マイルCSの歴史、舞台、展開...を読み切った穴党記者が推す3頭の穴馬 (3ページ目)

  • 土屋真光●文 text by Tsuchiya Masamitsu
  • photo by Eiichi Yamane/AFLO


展開を味方にして一発を狙うマイスタイル展開を味方にして一発を狙うマイスタイル「1頭は、スワンS3着のマイスタイル(牡5歳)です。GIII函館記念(7月14日/函館・芝2000m)からの参戦で、600mの距離短縮となりましたが、うまくレースに対応。道中は中団やや前方に位置し、勝負どころから追い上げて、直線は外から抜け出しを図ります。そのさらに外から、2着モズアスコット(牡5歳)と、1着ダイアトニック(牡4歳)が猛追してくるなか、この馬らしいしぶとさを発揮して、ハナ+クビ差の3着なら、上出来でしょう。

 折り合い面も問題なく、1ハロンの延長と、前に行く馬が少ない組み合わせなら、主導権を握ることも可能です。(前走から)詰まった間隔ながら、1週前の追い日にはウッドチップコースで意欲的な調整を施され、叩き2走目の上積みが見込める点も強調材料になります。適度に時計のかかる舞台設定も合っており、メンバー強化でも連続好走の期待は高まるばかりです」

 吉田記者が推すもう1頭は、古豪グァンチャーレ(牡7歳)だ。

「スワンSは5着でしたが、久々ということもあって、攻め気配も地味でした。この馬らしい闘争心を、多少欠いていたのは事実です。
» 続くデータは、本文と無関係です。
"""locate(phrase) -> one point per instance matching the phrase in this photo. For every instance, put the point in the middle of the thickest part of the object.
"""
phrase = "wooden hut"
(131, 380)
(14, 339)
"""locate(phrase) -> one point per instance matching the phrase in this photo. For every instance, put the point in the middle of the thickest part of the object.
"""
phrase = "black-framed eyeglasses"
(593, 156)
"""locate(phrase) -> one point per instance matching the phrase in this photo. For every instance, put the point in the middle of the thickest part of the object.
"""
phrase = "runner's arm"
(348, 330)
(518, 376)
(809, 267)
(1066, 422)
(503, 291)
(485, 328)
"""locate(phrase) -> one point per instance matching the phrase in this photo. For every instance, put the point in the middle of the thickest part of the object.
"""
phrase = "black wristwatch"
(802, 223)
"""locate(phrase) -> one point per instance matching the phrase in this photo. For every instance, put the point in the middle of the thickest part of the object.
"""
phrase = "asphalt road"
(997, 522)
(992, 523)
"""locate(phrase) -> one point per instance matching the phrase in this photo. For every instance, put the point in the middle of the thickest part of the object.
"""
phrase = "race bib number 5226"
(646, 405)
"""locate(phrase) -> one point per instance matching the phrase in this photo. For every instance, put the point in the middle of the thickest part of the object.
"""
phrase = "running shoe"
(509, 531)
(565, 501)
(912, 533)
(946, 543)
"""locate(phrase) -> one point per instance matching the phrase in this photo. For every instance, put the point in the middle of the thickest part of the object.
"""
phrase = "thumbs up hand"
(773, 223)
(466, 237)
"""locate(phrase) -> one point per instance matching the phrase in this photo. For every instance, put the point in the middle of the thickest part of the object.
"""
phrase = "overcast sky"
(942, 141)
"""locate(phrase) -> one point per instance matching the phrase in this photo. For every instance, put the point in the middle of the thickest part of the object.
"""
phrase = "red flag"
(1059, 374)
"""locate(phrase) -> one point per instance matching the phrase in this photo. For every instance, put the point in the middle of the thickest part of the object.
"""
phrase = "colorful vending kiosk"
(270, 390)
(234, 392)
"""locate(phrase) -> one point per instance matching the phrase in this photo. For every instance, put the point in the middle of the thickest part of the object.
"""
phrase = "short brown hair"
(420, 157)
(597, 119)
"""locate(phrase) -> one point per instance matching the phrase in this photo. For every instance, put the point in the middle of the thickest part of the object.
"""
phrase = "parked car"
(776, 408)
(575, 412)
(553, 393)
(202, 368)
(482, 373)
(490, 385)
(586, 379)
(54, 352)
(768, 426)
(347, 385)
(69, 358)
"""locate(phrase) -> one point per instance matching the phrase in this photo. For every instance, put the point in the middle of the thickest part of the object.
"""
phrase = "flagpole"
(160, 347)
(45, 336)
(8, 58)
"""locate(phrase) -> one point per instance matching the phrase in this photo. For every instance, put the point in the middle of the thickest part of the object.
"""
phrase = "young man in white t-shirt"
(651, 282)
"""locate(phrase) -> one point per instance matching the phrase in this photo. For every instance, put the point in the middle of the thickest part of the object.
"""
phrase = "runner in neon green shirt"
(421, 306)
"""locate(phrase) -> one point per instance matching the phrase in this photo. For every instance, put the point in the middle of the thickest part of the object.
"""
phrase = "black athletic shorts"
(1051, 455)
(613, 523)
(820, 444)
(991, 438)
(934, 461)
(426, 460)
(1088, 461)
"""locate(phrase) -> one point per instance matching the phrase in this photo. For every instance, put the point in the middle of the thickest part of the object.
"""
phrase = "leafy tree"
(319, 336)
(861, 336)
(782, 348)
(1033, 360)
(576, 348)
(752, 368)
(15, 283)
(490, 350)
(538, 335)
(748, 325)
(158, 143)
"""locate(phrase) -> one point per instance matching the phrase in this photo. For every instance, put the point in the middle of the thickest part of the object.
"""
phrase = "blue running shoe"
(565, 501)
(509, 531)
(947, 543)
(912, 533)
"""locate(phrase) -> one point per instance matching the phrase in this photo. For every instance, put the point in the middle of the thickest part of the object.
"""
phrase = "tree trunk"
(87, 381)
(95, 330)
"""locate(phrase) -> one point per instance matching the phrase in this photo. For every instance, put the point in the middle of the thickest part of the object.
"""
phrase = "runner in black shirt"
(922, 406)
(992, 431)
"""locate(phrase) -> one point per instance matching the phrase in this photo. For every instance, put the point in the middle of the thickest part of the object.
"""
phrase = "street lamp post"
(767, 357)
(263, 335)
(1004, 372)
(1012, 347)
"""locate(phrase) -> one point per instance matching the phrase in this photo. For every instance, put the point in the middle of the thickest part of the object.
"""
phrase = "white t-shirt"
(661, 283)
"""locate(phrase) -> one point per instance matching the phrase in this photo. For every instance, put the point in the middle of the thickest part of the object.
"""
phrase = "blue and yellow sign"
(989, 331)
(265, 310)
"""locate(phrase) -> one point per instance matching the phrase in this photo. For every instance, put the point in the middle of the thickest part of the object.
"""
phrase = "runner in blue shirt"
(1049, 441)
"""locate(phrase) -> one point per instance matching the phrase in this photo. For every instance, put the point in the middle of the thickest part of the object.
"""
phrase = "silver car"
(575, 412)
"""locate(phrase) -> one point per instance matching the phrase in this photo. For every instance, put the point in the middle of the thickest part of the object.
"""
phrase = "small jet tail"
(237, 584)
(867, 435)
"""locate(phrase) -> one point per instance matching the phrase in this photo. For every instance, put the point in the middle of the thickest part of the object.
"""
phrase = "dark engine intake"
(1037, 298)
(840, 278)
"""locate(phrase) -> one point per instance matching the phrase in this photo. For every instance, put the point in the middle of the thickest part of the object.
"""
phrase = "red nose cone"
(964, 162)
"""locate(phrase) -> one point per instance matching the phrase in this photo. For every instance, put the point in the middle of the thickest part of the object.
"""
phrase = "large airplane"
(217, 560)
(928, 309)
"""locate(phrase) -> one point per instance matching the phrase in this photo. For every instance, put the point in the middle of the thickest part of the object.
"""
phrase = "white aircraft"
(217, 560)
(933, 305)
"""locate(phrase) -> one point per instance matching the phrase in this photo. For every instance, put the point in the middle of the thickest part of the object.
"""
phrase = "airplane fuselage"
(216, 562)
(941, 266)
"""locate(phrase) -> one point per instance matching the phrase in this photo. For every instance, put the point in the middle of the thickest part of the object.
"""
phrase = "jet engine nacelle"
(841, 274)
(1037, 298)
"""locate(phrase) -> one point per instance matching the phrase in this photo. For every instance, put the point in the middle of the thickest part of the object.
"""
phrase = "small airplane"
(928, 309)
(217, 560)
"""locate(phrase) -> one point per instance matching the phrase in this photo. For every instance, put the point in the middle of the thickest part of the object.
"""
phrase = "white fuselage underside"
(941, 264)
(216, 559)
そのため、中団からじっくりと構えていましたが、4コーナーから直前入口にかけて進路がなくなり、追い出しが遅れてしまったことも誤算でした。

 ともあれ、長く(アクセルを)踏んでいって、しぶとく脚を使ってこそのタイプですから、前走の敗戦にショックはありません。一度使ったことで素軽さが増し、状態アップは確実。強力なメンバーが集った今春のGI安田記念(6月2日/東京・芝1600m)で、勝ち馬インディチャンプ(牡4歳)からコンマ2秒差の4着だった実力を侮ってはいけません。
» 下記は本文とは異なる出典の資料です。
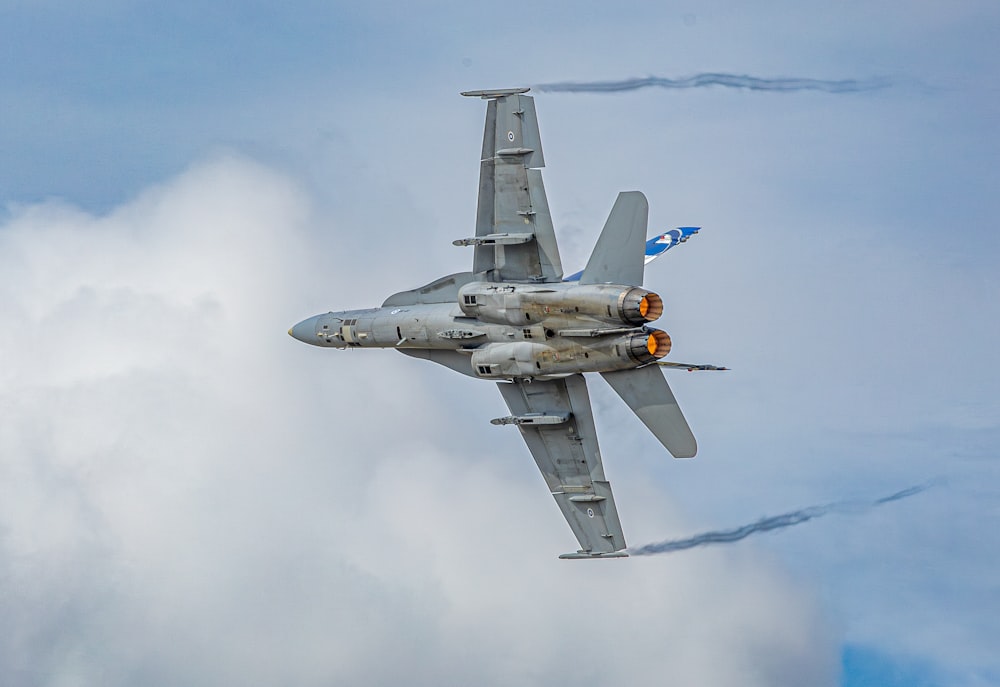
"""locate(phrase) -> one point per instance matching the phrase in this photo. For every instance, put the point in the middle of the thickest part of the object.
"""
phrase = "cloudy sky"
(189, 496)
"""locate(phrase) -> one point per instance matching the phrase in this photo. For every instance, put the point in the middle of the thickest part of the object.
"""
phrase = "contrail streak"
(773, 522)
(751, 83)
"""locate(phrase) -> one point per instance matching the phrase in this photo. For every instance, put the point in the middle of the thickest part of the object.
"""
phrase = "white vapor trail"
(773, 522)
(752, 83)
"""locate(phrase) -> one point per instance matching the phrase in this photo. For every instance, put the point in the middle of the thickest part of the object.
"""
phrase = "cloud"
(187, 495)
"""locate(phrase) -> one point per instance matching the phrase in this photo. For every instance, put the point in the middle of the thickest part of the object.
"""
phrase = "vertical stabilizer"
(619, 255)
(647, 393)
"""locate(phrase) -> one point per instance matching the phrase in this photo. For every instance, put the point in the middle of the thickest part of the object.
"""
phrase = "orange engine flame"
(651, 306)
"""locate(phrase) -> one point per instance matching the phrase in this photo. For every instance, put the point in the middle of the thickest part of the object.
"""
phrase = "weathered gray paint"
(513, 320)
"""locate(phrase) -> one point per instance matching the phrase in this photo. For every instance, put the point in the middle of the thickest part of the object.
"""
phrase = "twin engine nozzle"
(527, 304)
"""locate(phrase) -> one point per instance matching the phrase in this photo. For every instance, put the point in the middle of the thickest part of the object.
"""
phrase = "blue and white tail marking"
(657, 246)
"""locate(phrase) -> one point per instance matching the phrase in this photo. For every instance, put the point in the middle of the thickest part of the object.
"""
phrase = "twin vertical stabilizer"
(619, 256)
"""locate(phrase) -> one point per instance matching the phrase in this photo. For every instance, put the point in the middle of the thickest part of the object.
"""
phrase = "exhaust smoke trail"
(751, 83)
(773, 522)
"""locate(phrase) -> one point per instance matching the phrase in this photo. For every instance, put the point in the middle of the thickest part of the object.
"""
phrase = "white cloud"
(188, 496)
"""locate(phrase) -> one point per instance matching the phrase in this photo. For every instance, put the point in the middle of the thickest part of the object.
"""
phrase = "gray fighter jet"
(514, 320)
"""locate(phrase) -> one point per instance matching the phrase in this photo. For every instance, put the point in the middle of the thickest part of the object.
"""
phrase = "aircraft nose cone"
(304, 331)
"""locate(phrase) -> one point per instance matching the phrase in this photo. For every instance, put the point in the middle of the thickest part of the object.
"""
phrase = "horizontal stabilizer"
(690, 367)
(619, 256)
(647, 393)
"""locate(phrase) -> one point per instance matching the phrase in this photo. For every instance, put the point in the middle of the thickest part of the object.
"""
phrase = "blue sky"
(180, 183)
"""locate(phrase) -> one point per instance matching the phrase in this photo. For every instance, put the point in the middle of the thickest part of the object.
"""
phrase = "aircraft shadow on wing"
(517, 320)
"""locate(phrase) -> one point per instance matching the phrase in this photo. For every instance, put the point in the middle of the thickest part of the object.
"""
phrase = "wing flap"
(568, 456)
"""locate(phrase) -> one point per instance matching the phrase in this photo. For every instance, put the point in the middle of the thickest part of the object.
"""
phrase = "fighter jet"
(513, 319)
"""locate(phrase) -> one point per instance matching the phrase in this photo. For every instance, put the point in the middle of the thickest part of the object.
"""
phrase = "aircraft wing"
(515, 240)
(557, 424)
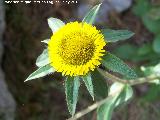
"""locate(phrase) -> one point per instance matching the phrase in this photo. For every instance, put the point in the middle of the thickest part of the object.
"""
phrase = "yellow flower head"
(76, 48)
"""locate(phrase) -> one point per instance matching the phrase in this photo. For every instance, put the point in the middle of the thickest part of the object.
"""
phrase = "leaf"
(91, 15)
(124, 93)
(45, 41)
(40, 72)
(152, 25)
(151, 70)
(129, 50)
(100, 84)
(115, 64)
(154, 13)
(141, 7)
(43, 59)
(55, 24)
(88, 82)
(156, 44)
(116, 35)
(72, 85)
(145, 49)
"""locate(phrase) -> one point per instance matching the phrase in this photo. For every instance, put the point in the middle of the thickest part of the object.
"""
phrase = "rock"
(7, 103)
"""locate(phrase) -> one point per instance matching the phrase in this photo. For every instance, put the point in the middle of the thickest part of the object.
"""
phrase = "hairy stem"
(114, 79)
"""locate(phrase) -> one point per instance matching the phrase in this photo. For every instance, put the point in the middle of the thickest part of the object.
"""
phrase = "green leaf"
(152, 25)
(145, 49)
(129, 50)
(91, 15)
(123, 93)
(100, 84)
(43, 59)
(154, 13)
(45, 41)
(88, 82)
(156, 44)
(116, 35)
(141, 7)
(115, 64)
(40, 72)
(55, 24)
(151, 70)
(72, 85)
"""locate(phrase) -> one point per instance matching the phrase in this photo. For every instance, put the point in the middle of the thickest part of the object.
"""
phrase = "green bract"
(94, 81)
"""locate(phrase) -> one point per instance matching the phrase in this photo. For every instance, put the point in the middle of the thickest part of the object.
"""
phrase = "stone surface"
(7, 103)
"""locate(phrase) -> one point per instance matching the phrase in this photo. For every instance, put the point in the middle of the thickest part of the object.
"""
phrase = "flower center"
(77, 48)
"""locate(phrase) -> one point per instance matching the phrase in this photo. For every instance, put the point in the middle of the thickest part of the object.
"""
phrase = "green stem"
(114, 79)
(130, 82)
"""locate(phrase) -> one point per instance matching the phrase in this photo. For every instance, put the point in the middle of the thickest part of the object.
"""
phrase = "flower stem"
(114, 79)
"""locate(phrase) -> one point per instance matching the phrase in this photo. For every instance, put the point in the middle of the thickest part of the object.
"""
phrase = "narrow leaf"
(116, 35)
(43, 59)
(72, 85)
(100, 84)
(45, 41)
(91, 15)
(156, 44)
(88, 82)
(40, 72)
(123, 93)
(55, 24)
(115, 64)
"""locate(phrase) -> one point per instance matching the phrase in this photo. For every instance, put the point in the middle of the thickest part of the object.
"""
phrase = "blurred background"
(23, 26)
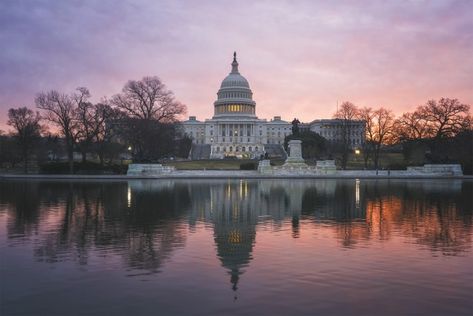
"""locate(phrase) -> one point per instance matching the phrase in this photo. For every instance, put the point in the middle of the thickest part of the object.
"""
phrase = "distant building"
(333, 129)
(236, 131)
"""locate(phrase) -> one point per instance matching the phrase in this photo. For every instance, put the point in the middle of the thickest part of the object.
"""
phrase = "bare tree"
(347, 113)
(61, 110)
(26, 124)
(413, 126)
(382, 131)
(149, 99)
(366, 114)
(91, 128)
(446, 117)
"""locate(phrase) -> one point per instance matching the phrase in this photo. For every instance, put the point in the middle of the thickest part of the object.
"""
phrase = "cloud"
(300, 57)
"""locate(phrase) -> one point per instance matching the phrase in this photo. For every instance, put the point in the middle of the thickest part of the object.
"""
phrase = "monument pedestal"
(295, 159)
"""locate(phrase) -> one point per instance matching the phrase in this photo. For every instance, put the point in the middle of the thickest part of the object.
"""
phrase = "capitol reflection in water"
(140, 225)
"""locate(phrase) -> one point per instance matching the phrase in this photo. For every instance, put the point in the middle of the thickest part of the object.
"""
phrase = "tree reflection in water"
(145, 221)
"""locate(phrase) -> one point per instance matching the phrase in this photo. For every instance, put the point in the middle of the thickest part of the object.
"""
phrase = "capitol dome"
(234, 96)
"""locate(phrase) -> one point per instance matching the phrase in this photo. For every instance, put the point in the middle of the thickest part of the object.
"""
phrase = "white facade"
(235, 130)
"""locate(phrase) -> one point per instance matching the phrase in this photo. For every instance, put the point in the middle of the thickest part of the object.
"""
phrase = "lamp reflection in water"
(357, 193)
(128, 196)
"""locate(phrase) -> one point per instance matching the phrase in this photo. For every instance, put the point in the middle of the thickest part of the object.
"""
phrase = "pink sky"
(299, 57)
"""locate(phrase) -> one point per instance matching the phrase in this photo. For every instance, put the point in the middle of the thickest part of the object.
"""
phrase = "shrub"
(248, 166)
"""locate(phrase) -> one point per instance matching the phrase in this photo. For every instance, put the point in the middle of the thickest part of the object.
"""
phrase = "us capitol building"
(236, 131)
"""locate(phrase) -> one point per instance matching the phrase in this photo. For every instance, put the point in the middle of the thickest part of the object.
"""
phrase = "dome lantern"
(234, 96)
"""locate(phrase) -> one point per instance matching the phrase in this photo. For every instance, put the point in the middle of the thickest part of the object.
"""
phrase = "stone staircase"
(275, 151)
(200, 152)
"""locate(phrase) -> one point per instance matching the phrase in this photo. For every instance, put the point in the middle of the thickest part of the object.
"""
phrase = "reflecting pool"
(236, 247)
 各馬の出方によっては、前付けで主導権を握る形も考えられ、差し・追い込み勢が多い組み合わせのなか、粘り込みも十分にあり得ます。得意の京都で、波乱の立役者になる可能性は大いにありそうです」

 マイル戦を得意とする実力馬が勢ぞろいした一戦は、最後の直線で熾烈な争いが繰り広げられることは必至。そうした状況のなか、クビ差、あるいはハナ差か、わずかに先着して高配当をもたらす馬が、ここに挙げた3頭の中にいても不思議ではない。